The network and the classifier show different, specific functional biases
Given the differences observed above between the two general strategies, we asked on which specific GO terms was there the largest difference in performance between predictions by the network and the classifier. Again, the networkslim and the classifier were compared for consistency of training data. As AUC is insensitive to class distribution, that is, GO term frequency , we used AUC to measure the relative performance between the two approaches. In our investigation, we rank-ordered each GO term by the difference in AUC based on the network versus the classifier, and then examined those terms with the largest ΔAUC (Figures 4 to 6). The minimum AUC for either method was set to 0.5, thus ΔAUC values ranged from 0 to 0.5.

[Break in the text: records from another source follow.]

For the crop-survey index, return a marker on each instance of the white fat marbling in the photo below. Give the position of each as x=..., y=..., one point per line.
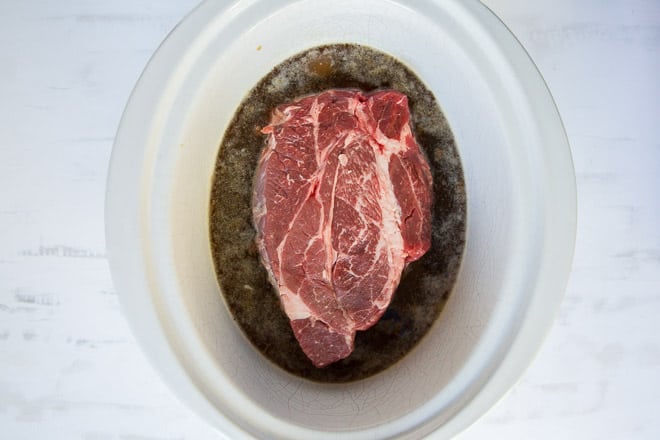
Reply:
x=69, y=366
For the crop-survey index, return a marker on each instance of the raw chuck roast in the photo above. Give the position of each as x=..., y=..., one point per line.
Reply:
x=341, y=204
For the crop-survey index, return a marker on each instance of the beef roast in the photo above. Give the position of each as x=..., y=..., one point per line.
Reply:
x=341, y=204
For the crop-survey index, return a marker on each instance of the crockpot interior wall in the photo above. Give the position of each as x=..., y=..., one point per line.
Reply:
x=425, y=372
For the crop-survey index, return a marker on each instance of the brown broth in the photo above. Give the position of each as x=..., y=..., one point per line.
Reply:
x=426, y=283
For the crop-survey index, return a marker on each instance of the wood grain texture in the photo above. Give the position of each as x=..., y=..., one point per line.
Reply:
x=69, y=366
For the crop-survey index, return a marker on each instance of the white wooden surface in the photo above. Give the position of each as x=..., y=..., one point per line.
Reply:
x=69, y=366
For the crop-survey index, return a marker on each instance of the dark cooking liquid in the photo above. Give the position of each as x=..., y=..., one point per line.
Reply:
x=425, y=284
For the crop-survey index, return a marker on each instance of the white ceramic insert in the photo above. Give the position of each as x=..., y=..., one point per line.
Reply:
x=521, y=217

We observed strong differences in the predictability for some GO terms, suggesting functional biases depending on the prediction method. For example, the MF term 'triplet codon-amino acid adaptor activity' (GO:0030533) was effectively predicted by the classifier, but only poorly by the network; in contrast, the term 'fibroblast growth factor receptor binding' (GO:0005104) was predicted well by the network, but only poorly by the classifier (Figure 5). The biases do not appear confined to specific types or classes of GO terms. For example, both the network and the classifier-biased BP terms include diverse cellular functions, such as metabolism, differentiation/development and cell cycle (Figure 4). For the CC terms, the network predictions are consistent with a known ability of probabilistic gene networks to effectively capture core cellular complexes , such as transcription/translation apparatus, nucleotide-excision repair complex and cell signaling (Figure 6).
Overall evaluation of well-predicted and poorly predicted mouse gene functions
We next took the best performing approach (the 'mean' combination of the networkfull and classifier) and evaluated its overall predictive performance, asking which overall biological functions were well and poorly predicted. The correlation between AUC and APR ranged from 0.55 to 0.76 for all tested GO terms, depending on the prediction algorithm. For our purpose here, AUC is chosen as the primary measure and APR as the secondary one.
We employed high level GO terms, choosing terms from the second level (BP and MF) and the second and the third levels (CC) of the GO hierarchy. The GO terms in ancestor-descendant relationships were merged to the ancestor term to avoid redundancy. We examined the distribution of AUC values for all GO terms that were descendants of each high-level GO term in the hierarchy. This method allowed us to evaluate which general functions remain difficult to predict. Figures 7 to 9 plot the results, showing the distributions of AUCs and APRs as box plots rank ordered by median AUC. Both the AUCs and the APRs tend to show high variance, although the GO terms in each box plot share the same high level GO term as a more general function.
In the BP hierarchy, many of the core cellular processes are well predicted, for example 'cell proliferation' (GO:0008283), 'RNA localization' (GO:0006403), and 'cytokine production' (GO:0001816) (Figure 7). Interestingly, many GO annotations that are not single cell-based, but rather tissue specific, are also well-predicted, for example 'homeostasis of number of cells' (GO:0048872), 'immune system process' (GO:0002376), 'reproductive development process' (GO:0003006), and 'synaptic organization and biogenesis' (GO:0050808). At the lower end of performance, several other high-level GO BP terms are poorly predicted, among them 'response to abiotic stimulus' (GO:0009628), 'sexual reproduction' (GO:0019953), and 'behavioral interaction between organisms' (GO:0051705). As a wide variety of genes in many different pathways could participate in these processes and these are primarily emergent behavioral properties, it is perhaps not surprising that they are hard to learn from molecular data.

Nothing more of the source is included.